May 22nd, 2010 12:56 PM by Lehel S.

California foreclosure crisis subsides
Published Thursday, May. 20, 2010
For once California's economy looks good compared to that of some other states.
A foreclosure crisis that has dimmed the state's golden glow with images of financial ruin and broken government is beginning to wane, says a leading trade group for the U.S. mortgage industry.
The Mortgage Bankers Association said Wednesday that California foreclosure starts have fallen from a year ago – even as problems grow in Midwestern Rust Belt states such as Ohio, Michigan, Indiana and Illinois.
"California is showing signs of improvement. We are seeing it on a quarter-to-quarter basis and year-over-year basis," MBA Chief Economist Jay Brinkmann said.

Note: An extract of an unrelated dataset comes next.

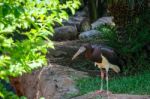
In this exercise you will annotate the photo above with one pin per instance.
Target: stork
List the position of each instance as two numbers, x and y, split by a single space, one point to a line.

• In the past year California moved from fourth place among U.S. states for foreclosure starts to seventh.
• Mortgage delinquencies, while up from early 2009, fell slightly in early 2010.
• The percentage of California mortgages in the foreclosure process fell, too, during the past year.
California's fragile improvements come as the national picture is less clear. Collectively, the longtime mortgage disaster areas – Florida, California, Arizona and Nevada – are becoming less of a problem nationally, MBA data showed.
"A year ago they had 45.3 percent of the problem loans," said Brinkmann. "That's down to 37.9 percent.
"We're looking now at Illinois, Ohio, Michigan and Indiana. They're climbing back into the list of problems," he said. Those states have longer-term structural problems as their manufacturing economies continue to decline.
The new data confirmed improvements in California and the Sacramento area recently cited by researcher MDA DataQuick. Last month the firm said mortgage defaults have fallen for a year straight in the state and region, with foreclosures dropping now as well.
In hard-hit Sacramento suburbs such as Natomas, Lincoln and Elk Grove, residents see dwindling evidence of the crisis.
"All those houses that were vacant before were sold in the last year or two," said Yuri Ramirez, a Keller Williams agent in Elk Grove. "A year ago it seemed every other house on some of those streets were vacant."
Homeowners in distress are increasingly using short sales to unload their properties rather than losing them to foreclosure.
That's helping preserve neighborhoods, because these owners stay in the homes until they're sold rather being evicted and leaving an empty house behind.
Make no mistake: California's long journey into a financial meltdown is nowhere near its conclusion, economists say.
They foresee prolonged trouble for the state economy and government revenues. At best, said Los Angeles economist Chris Thornberg, "The worst is behind us." He added, "We have years yet of dealing with this."
Like everything about the foreclosure crisis, even explaining a sense of improvement is open to interpretation. Thornberg said a fall in California foreclosure starts shows only that banks are taking longer to deal with late mortgage payments.
Jeff Michael, director of the Business Forecasting Center at the University of the Pacific, said simply, "This suggests we've reached the point where the number moving into delinquency equals the number moving out."
Even that might be declared victory. More people are moving out of delinquency through short sales – selling their homes for less than they owe. And despite criticism of government loan modification efforts, the U.S. Treasury Department reported this week that 5,400 homeowners in the eight-county Sacramento region received permanent loan modifications since December 2009. Regionally, banks foreclosed on 4,300 more in the first quarter of 2010.
Any slowdown of last year's frightful rise in delinquencies, said Michael, "indicates we're close to a peak."
The state still has a long way to go before it regains a healthy economy, 6 percent unemployment and a budget in the black, Thornberg and Michael agreed Wednesday. But for once, California is falling off lists of the worst performers.
Eventually, the supply of distressed properties will simply be exhausted, Michael said, adding, "The fire will burn itself out for lack of fuel."